4. Cas des embâcles sur le Dolon et la Sanne
En conséquence, la commission considère que, même si le dimensionnement des ouvrages sur la zone Inspira semble suffisant et bien conçu, une réflexion et gestion globales au niveau des bassins versants doit être menée avant toute décision d’implantation d’entreprise dans une zone soumise à un tel risque d’inondation.

5. Problème propre de la ZIS (« Zone d’intérêt stratégique »)
Après avoir examiné longuement et attentivement la situation et avoir échangé à plusieurs reprises avec les administrations concernées, la commission considère que :
– d’une part, la qualification de ZIS n’est régie par aucun texte réglementaire. Non seulement une circulaire ministérielle, de surcroît non parue au JO, n’en est pas un, mais elle concerne les seuls PPRN Littoraux et ne mentionne nullement son application quelconque en dehors de ces espaces. En aucun cas, elle ne saurait remplacer un décret nécessaire pour modifier la partie réglementaire concernée du code de l’environnement. C’est d’ailleurs pourquoi un projet de décret, en cours de consultation, viendra compléter le cadre juridique existant en prescrivant, de façon réglementaire, la manière de déterminer l’aléa de référence et les modalités amenant au choix des zones inconstructibles. En outre, il concerne aussi bien les aléas de submersion marine que le débordement de cours d’eau.
– d’autre part, même à considérer la circulaire pour le cas présent, toutes les conditions d’exemption détaillées au « principe d’inconstructibilité derrière les digues » sont loin d’être satisfaites ;
– alors que la réglementation est en train de se mettre en place sur une question aussi importante, concevoir un tel projet, dans un tel contexte, qui figerait la situation alors que les exigences qui s’annoncent avec le décret précité seront probablement bien plus protectrices, paraît prématuré voir inopportun.
Pour toutes ces raisons, la commission donne un avis défavorable à la demande d’autorisation au titre de la loi sur l’eau.

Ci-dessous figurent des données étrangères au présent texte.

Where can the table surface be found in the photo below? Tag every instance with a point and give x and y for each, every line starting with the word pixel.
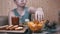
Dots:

1.5. Conclusions sur la demande de dérogation à l’interdiction de destructions des espèces protégées et de leurs habitats
Pour toutes ces raisons, la commission émet un avis défavorable à la demande, de la CNR comme du syndicat mixte, de dérogation à l’interdiction de la destruction des espèces protégées et de leurs habitats.

1.6. Conclusion sur la demande d’autorisation relative au défrichement
La commission note que, là encore, le dossier est incohérent et n’est pas de nature à justifier une réelle compensation des défrichements projetés.
En outre, cette parcelle est censée compenser une portion de ripisylve de la Sanne, alors que le milieu est loin d’être comparable.
Aussi, ce manque d’étude de l’état initial de ce site et cette incohérence apparaissent-ils est particulièrement regrettables.
Pour toutes ces raisons, indépendamment du fait que l’opération projetée est indissociable du projet soumis à DUP, pour laquelle il a été émis un avis défavorable, la commission donne un avis défavorable à la demande d’autorisation de défrichement.

1.7. Conclusion sur la demande d’autorisation en vue de l’exécution des ouvrages de voiries et réseaux de desserte au titre de la concession (CNR)
Pour toutes ces raisons, et sachant de surcroît que les terrains concédés à la CNR sont parmi les plus riches sur le plan de la biodiversité, comme elle le reconnaît volontiers, en ce qui concerne principalement les pelouses sèches alluviales et les forêts alluviales, la commission donne un avis défavorable à la demande d’autorisation en vue de l’exécution des ouvrages de voiries et réseaux de desserte au titre de la concession.